Now the Stnadard NeutraParam would be

from numpyro.infer.reparam import NeuTraReparam
neutra = NeuTraReparam(guide, svi_result.params)
neutra_model = neutra.reparam(my_model)

And one can perform a NUTS sampling based on this neutra_model as

# NUTS
####
nuts_kernel = NUTS(neutra_model)
mcmc_neutra = MCMC(nuts_kernel, num_warmup=1_000, num_samples=num_samples,  
            num_chains=n_chains,progress_bar=True)
mcmc_neutra.run(rng_key, Xspls=xi, Yspls=yi)
mcmc_neutra.print_summary()
#### 
#Get the MCMC  chain with the original latent variables
zs = mcmc_neutra.get_samples()["auto_shared_latent"]
samples_nuts_neutra = neutra.transform_sample(zs)

#Compare the contours
labels = [*samples_nuts]
values1 = np.array(list(samples_nuts.values())).T
values2 = np.array(list(samples_nuts_neutra.values())).T
fig = plot_diagnostics(values1, param_true[:-1], samples_b=values2, labels=labels)
fig.suptitle("NUTS my_model/ NUTS neutra MVN",y=1.05);

And one would be happy.

Well so far so good in the context of this simple exercice everything is rather ok. But already one can question the SVI optimized solution has the sampling of this solution leads to contour plots that barely fit the true solution. Notably we do not get as correlated features than one expects. So, for my more complex example, the SVI optimized solution looks very much as Normal Independent Gaussian priors. So, it is why we engaged the discussion on a new modelling.
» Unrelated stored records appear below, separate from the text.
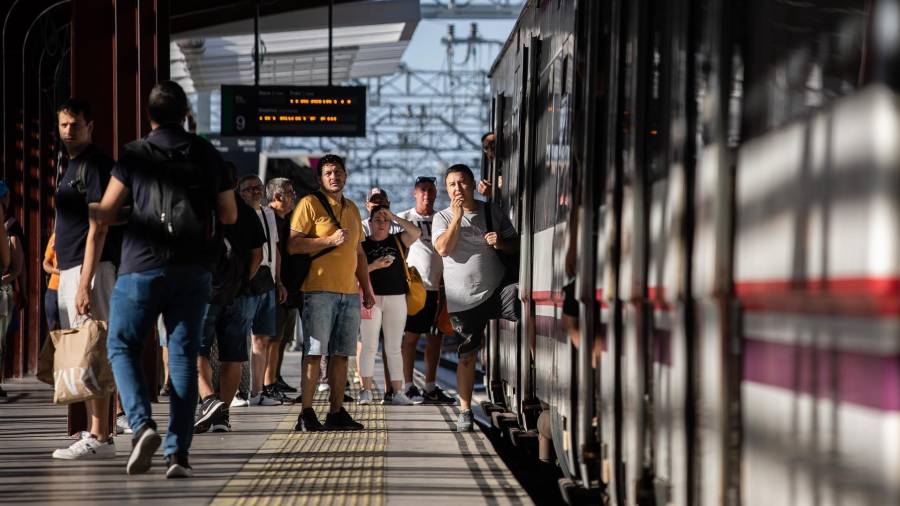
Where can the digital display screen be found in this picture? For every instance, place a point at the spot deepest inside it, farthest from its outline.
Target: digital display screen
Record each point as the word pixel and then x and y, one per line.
pixel 294 111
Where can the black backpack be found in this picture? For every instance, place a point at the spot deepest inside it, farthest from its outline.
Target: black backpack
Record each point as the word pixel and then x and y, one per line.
pixel 295 268
pixel 227 275
pixel 180 211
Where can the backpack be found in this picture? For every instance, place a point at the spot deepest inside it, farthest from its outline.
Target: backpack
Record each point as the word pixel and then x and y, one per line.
pixel 227 275
pixel 180 212
pixel 295 268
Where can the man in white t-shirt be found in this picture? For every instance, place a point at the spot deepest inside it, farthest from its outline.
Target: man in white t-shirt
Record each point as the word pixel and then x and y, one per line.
pixel 267 292
pixel 473 273
pixel 430 266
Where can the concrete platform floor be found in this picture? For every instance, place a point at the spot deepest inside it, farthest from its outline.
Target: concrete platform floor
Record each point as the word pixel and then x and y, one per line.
pixel 406 455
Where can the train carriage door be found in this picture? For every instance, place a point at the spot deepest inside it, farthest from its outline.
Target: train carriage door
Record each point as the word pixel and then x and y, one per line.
pixel 529 121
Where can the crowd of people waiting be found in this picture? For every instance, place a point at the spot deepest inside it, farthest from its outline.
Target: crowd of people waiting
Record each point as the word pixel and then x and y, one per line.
pixel 167 238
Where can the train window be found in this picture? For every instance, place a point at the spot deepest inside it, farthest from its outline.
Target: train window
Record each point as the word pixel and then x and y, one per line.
pixel 798 56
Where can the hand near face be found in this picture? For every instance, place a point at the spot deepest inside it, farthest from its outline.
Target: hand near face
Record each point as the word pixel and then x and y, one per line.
pixel 491 238
pixel 485 188
pixel 456 206
pixel 338 237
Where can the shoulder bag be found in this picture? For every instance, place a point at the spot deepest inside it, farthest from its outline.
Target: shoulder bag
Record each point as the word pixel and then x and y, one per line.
pixel 415 295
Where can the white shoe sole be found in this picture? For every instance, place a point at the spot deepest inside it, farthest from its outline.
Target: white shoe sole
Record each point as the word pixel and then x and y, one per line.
pixel 142 454
pixel 207 416
pixel 176 471
pixel 63 455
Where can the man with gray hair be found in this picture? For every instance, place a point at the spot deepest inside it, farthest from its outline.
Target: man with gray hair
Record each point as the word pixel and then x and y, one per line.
pixel 282 199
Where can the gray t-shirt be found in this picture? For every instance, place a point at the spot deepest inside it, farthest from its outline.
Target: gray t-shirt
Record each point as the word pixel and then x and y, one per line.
pixel 472 271
pixel 421 254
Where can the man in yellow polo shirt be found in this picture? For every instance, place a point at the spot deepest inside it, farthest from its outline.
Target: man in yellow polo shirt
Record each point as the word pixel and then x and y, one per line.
pixel 331 290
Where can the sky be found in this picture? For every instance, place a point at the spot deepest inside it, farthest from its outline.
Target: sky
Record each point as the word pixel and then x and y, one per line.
pixel 426 52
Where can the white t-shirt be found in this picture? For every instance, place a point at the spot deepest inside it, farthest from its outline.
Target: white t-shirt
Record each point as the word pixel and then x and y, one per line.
pixel 272 235
pixel 472 271
pixel 421 253
pixel 395 228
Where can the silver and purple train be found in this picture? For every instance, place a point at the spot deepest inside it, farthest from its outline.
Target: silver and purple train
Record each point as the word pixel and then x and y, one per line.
pixel 730 173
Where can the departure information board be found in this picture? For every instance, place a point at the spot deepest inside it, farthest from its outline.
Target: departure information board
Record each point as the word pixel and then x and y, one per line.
pixel 294 111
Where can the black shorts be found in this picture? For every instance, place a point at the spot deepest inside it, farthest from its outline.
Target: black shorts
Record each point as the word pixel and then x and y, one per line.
pixel 503 304
pixel 425 321
pixel 285 320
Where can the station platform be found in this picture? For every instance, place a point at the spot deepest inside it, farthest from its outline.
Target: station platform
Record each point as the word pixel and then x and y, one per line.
pixel 406 455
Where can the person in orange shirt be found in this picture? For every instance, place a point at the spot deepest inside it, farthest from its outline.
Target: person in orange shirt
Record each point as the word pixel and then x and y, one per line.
pixel 51 306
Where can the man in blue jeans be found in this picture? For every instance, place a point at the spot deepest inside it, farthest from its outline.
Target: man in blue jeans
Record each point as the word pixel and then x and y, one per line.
pixel 157 274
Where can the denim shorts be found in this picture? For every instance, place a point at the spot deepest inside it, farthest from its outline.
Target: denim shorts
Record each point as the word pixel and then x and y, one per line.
pixel 230 325
pixel 262 313
pixel 332 321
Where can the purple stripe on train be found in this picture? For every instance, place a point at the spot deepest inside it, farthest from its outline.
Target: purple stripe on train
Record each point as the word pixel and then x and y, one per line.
pixel 872 381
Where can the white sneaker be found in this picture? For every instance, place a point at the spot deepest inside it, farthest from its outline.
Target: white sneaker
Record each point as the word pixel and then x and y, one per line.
pixel 261 399
pixel 87 448
pixel 400 399
pixel 122 426
pixel 414 395
pixel 239 401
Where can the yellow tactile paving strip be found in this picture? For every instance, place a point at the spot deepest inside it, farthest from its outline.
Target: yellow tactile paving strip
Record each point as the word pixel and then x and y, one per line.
pixel 316 469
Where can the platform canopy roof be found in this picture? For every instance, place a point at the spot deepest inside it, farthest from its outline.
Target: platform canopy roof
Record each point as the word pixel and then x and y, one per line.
pixel 214 46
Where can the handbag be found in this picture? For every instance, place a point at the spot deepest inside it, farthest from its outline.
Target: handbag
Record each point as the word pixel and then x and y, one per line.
pixel 81 369
pixel 415 295
pixel 262 281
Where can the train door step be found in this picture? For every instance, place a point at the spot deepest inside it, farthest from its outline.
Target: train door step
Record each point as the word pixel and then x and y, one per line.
pixel 490 408
pixel 575 494
pixel 504 421
pixel 525 439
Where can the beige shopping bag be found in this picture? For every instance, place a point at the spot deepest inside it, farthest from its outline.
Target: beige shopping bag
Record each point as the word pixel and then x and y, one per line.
pixel 81 369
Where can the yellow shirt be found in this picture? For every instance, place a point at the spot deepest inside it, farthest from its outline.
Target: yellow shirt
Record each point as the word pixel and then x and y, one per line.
pixel 335 271
pixel 50 257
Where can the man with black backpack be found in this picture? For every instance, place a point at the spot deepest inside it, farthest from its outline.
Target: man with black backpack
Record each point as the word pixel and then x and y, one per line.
pixel 328 227
pixel 180 196
pixel 229 317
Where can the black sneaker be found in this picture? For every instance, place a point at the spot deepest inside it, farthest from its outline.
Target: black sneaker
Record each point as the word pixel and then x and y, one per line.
pixel 143 445
pixel 221 422
pixel 471 344
pixel 341 421
pixel 308 422
pixel 437 396
pixel 209 408
pixel 283 386
pixel 177 467
pixel 276 393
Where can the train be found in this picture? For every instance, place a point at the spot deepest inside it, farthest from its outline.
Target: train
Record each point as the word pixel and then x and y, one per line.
pixel 717 185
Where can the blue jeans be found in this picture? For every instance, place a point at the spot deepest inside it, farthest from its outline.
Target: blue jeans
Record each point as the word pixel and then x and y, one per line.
pixel 181 294
pixel 332 320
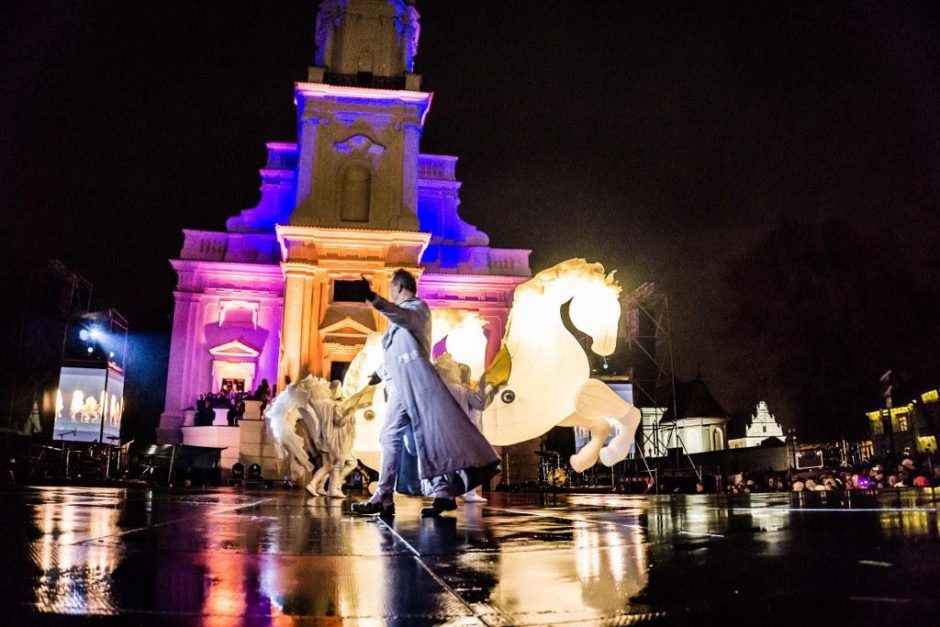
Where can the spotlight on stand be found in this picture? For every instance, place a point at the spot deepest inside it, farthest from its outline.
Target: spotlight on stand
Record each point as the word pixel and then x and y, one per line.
pixel 254 476
pixel 238 474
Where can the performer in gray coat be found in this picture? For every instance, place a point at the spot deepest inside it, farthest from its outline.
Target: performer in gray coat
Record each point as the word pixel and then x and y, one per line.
pixel 452 455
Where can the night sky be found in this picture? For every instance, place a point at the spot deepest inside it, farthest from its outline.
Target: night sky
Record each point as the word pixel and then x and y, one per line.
pixel 666 140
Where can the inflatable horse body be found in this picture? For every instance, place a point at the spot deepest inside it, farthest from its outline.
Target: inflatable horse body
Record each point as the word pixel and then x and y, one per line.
pixel 550 380
pixel 329 429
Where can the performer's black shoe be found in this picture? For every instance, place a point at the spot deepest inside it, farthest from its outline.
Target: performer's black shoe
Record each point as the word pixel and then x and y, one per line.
pixel 438 507
pixel 373 509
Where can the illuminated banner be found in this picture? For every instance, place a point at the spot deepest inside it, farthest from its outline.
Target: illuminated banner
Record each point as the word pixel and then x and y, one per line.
pixel 86 398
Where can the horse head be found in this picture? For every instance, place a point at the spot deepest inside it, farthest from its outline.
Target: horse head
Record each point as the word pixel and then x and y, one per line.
pixel 594 299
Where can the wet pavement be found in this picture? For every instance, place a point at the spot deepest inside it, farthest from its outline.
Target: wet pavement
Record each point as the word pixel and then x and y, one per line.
pixel 224 556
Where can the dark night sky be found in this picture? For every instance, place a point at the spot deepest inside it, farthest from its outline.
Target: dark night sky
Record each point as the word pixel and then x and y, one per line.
pixel 659 138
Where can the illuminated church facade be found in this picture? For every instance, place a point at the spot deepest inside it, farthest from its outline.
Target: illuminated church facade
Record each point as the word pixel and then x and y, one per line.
pixel 271 296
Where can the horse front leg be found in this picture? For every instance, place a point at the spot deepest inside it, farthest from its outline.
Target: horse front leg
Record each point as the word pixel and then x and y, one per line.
pixel 315 487
pixel 596 401
pixel 587 456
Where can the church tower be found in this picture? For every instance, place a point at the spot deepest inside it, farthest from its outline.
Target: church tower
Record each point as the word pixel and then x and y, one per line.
pixel 355 214
pixel 360 116
pixel 273 296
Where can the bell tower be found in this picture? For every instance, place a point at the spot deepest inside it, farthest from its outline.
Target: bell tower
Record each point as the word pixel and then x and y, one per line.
pixel 359 120
pixel 360 116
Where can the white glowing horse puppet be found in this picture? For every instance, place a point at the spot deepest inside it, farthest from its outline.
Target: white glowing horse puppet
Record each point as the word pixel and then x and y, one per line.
pixel 463 337
pixel 550 378
pixel 330 430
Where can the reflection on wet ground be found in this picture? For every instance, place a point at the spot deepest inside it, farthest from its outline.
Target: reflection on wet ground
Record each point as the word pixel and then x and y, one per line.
pixel 225 555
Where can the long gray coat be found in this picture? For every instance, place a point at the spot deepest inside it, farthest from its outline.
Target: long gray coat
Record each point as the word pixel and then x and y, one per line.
pixel 446 441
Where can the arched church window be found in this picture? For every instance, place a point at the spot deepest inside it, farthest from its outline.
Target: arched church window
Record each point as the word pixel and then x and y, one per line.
pixel 357 183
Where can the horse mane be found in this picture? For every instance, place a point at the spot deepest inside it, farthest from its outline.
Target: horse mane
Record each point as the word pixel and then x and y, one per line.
pixel 579 268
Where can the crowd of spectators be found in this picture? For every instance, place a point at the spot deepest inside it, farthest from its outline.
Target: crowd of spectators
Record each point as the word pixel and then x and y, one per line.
pixel 905 471
pixel 230 399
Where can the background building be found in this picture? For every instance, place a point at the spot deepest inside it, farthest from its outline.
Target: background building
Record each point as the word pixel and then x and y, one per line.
pixel 763 425
pixel 271 297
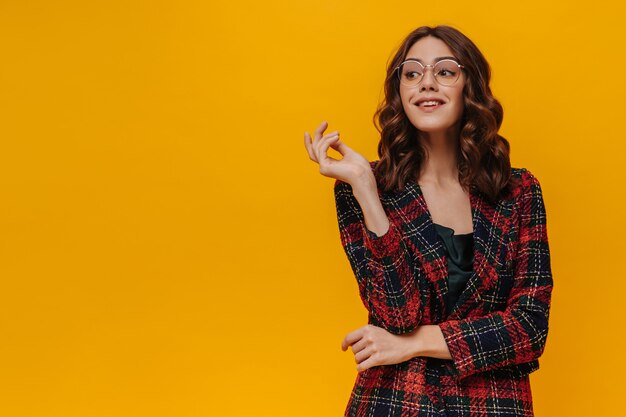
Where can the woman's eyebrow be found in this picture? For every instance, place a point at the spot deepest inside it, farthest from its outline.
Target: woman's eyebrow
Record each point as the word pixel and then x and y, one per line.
pixel 439 58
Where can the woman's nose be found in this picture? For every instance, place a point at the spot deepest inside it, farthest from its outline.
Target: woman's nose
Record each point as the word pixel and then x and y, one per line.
pixel 428 80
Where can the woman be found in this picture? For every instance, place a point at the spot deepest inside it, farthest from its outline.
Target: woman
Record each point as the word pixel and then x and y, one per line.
pixel 447 241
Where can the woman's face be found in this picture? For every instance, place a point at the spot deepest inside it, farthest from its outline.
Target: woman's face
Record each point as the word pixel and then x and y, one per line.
pixel 444 116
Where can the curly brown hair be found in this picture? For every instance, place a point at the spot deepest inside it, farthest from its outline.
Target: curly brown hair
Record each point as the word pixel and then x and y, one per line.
pixel 483 157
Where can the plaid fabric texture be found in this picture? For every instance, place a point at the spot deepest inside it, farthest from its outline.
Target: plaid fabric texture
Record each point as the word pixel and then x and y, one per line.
pixel 495 333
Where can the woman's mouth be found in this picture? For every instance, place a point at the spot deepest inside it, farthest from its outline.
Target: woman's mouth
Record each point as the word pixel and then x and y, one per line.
pixel 429 106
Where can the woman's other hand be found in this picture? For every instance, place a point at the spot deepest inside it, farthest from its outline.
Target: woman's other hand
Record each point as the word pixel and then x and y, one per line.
pixel 353 168
pixel 374 346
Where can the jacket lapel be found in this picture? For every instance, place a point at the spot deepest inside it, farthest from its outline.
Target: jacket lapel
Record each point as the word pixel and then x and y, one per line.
pixel 489 225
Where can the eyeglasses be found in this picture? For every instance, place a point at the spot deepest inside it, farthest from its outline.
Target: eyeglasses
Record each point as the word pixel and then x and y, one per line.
pixel 411 72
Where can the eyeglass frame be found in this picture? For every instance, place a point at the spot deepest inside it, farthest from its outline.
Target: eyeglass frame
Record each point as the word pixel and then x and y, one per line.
pixel 397 70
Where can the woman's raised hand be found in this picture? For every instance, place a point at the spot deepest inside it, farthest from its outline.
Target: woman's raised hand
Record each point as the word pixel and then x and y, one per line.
pixel 353 167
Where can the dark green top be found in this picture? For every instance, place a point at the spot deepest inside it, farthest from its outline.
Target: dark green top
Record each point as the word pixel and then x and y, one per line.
pixel 459 251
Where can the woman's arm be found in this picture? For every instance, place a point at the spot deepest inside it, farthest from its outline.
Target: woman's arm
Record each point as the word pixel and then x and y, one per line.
pixel 382 263
pixel 518 334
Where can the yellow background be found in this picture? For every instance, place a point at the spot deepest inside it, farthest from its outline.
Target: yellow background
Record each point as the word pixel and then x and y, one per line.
pixel 167 247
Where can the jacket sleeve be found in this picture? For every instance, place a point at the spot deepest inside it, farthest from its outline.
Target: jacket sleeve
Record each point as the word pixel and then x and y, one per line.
pixel 518 334
pixel 382 266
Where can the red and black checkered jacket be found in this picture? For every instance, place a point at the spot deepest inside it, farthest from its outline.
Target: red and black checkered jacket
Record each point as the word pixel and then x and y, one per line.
pixel 498 328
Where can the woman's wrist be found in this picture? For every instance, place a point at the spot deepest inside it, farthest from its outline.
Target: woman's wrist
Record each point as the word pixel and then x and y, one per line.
pixel 428 340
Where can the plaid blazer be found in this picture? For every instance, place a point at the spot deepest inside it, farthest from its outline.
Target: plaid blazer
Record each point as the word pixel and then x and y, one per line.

I have not yet manage to get it right, and I need a little help. Looking at svi_results yields

SVIRunResult(params={'auto_loc': DeviceArray([0.99782024, 0.00510312, 0.20099757, 0.50513794], dtype=float64), 'auto_scale_tril': DeviceArray([[ 4.38094511e-02,  0.00000000e+00,  0.00000000e+00,
               0.00000000e+00],
             [ 3.83301696e-04,  2.65209844e-02,  0.00000000e+00,
               0.00000000e+00],
             [-8.11400370e-03, -1.22554246e-05,  1.90036797e-02,
               0.00000000e+00],
             [-4.52685904e-05, -4.21003102e-03,  6.09038196e-05,
               6.50602519e-03]], dtype=float64)}, state=SVIState(optim_state=(DeviceArray(10000, dtype=int64, weak_type=True), OptimizerState(packed_state=([DeviceArray([0.99782024, 0.00510312, 0.20099757, 0.50513794], dtype=float64), DeviceArray([ 16.40012248, -15.07899987,  39.20599832, -20.59373367], dtype=float64), DeviceArray([ 254334.14146581,   49334.38058495, 1307344.81640189,
              893760.92674789], dtype=float64)], [DeviceArray([ 1.44527703e-02, -4.26970136e-01, -6.44897449e-04,
             -6.95794883e-03, -6.47097252e-01,  9.36114107e-03,
             -3.10592101e+00, -3.61652920e+00, -3.95360576e+00,
             -5.03177180e+00], dtype=float64), DeviceArray([-0.6765813 , -1.07499804,  1.19968273, -0.60765637,
              0.50645236,  0.15576062,  0.20232971,  0.29539797,
              6.6081198 ,  2.87223864], dtype=float64), DeviceArray([  207.87352414, 12813.09351795, 13165.76001714,
              2787.26121383,  2849.72120231,  3101.19997409,
              2239.0793659 ,   201.43236727, 11896.08727525,
              2447.8603139 ], dtype=float64)]), tree_def=PyTreeDef({'auto_loc': *, 'auto_scale_tril': *}), subtree_defs=(PyTreeDef((*, *, *)), PyTreeDef((*, *, *))))), mutable_state=None, rng_key=DeviceArray([1267660082, 1240493033], dtype=uint32)), losses=DeviceArray([1017751.28605802,  988035.41332936, 1001172.51960345, ...,
                6660.3973429 ,    6648.90343705,    6646.57863752],            dtype=float64))

How how I can complete this new model and use it concretly with the material of my simple example?

def new_model(data):
    loc = numpyro.sample("loc", dist.Cauchy(0.,10.))
    concentration = jnp.ones(1)
    d = svi_result.params['auto_scale_tril'].shape[0]
    corr_cholesky = numpyro.sample("corr_cholesky", dist.LKJCholesky(d,concentration))
    scale = numpyro.sample("scale", Exponential(...))
    scale_tril = corr_cholesky * scale[..., None]
    # check svi_result.params or svi.get_params(state) for correct keys
    params = {"auto_loc": loc, "auto_scale_tril": scale_tril}
    neutra = NeuTraReparam(guide, params)
    neutra_model = neutra.reparam(my_model)
    return neutra_model(data)

I guess you can use Exponential(rate) prior for scale_tril, where rate is inverse of square root of the diagonal part of (auto_scale_tril @ auto_scale_tril.T). And for loc prior, you can use Normal(auto_loc, 1) I guess. I.e. I am setting priors based on my prior knowledge from svi results.